Кроме того, у Готамы было неплохое чувство юмора. Однажды монах Пуккусати, бывший знатный житель Таккасилы, пришел в Раджагаху. Он остановился в мастерской гончара. Позже тем вечером появился другой монах и спросил Пуккусати, не будет ли он возражать, если они будут здесь жить вместе. Пуккусати приветствовал его, и оба провели большую часть ночи в медитации. Следующим утром монах спросил Пуккусати, кто был его учителем. Пуккусати ответил, что был последователем Сиддхаттхи Готамы, хотя ему еще не посчастливилось встречать его лично. «А где этот Готама живет теперь? – спросил его второй монах. «В Саваттхи, в городе на севере», – ответил Пуккусати. Только в этот момент второй монах признался, что он разыграл Пуккусати. Ведь это и был не кто иной, как сам Сиддхаттха Готама, который затем произнес перед пораженным Пуккусати проповедь об элементах существования.

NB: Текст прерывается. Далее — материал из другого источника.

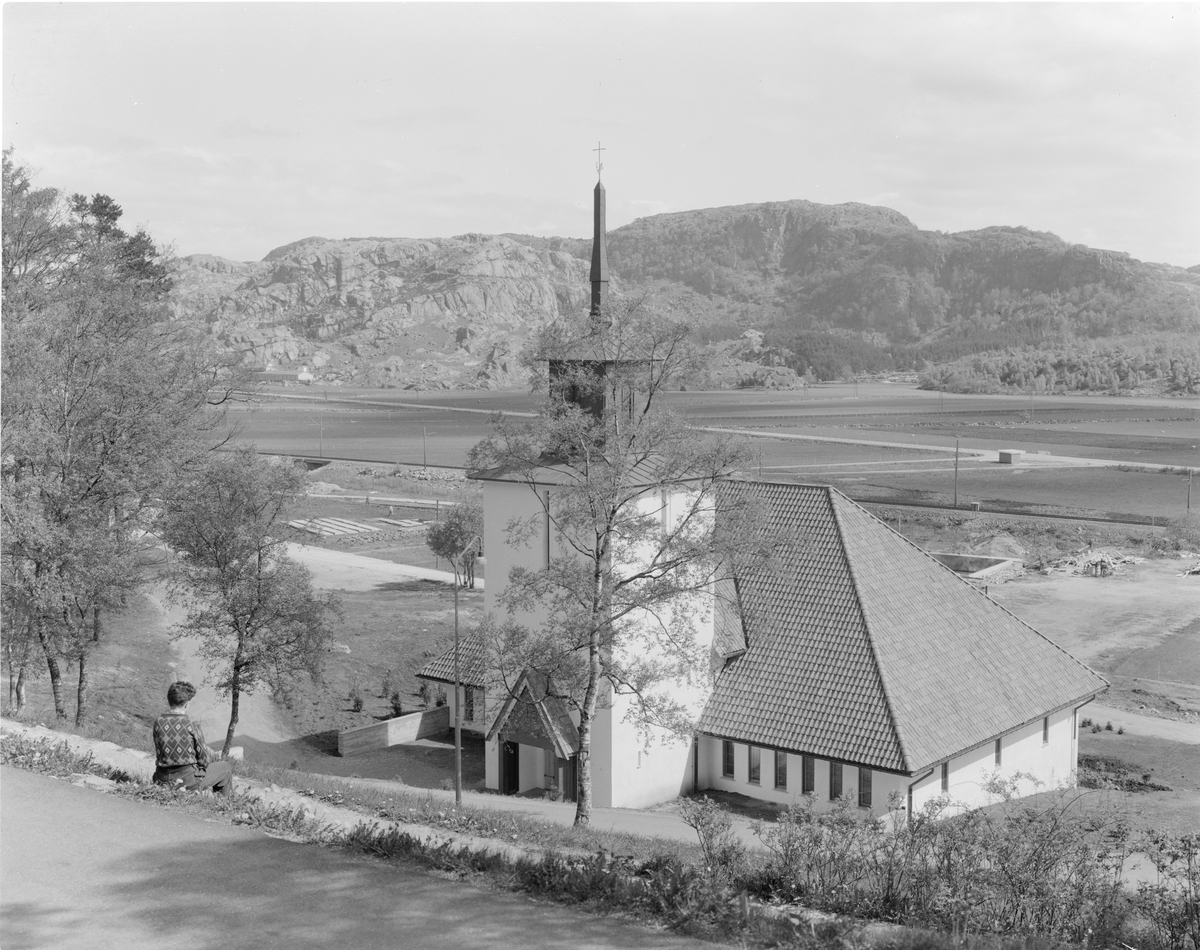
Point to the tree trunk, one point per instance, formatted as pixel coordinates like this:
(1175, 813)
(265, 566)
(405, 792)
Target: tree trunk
(21, 691)
(82, 692)
(60, 709)
(234, 696)
(587, 716)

Образ человека Сиддхаттхи Готамы, изображенный в палийском каноне, непоследователен
В последний раз покидая свою родину, пожилой и уже слабый Сиддхаттха Г отама направился на юг в Раджагаху, вслед за своим другом и меценатом царем Косалы Пасенади. Сарипутта, его главный ученик, кажется, ждал его в Весали, столице племени Ваджжи. Именно в это время, когда бывший служитель Готамы Сунаккхатта, дворянин из Весали, покинул монашескую общину, обвинив его перед собранием племени Ваджжи в том, что он «не обладает сверхчеловеческими способностями» и преподает учение, «опираясь на логику, исследуя ее согласно собственным представлениям», единственный результат которого – прекращение страдания. «Сунаккхатта зол, и его слова вызваны гневом, – сказал Готама Сарипутте. – Думая, что он порочит меня, на самом деле он меня хвалит». Однако в свете последующих событий кажется весьма вероятным, что тирада Сунаккхатты перед собранием привела к потере выгодного положения и финансовой поддержки Готамы в Весали.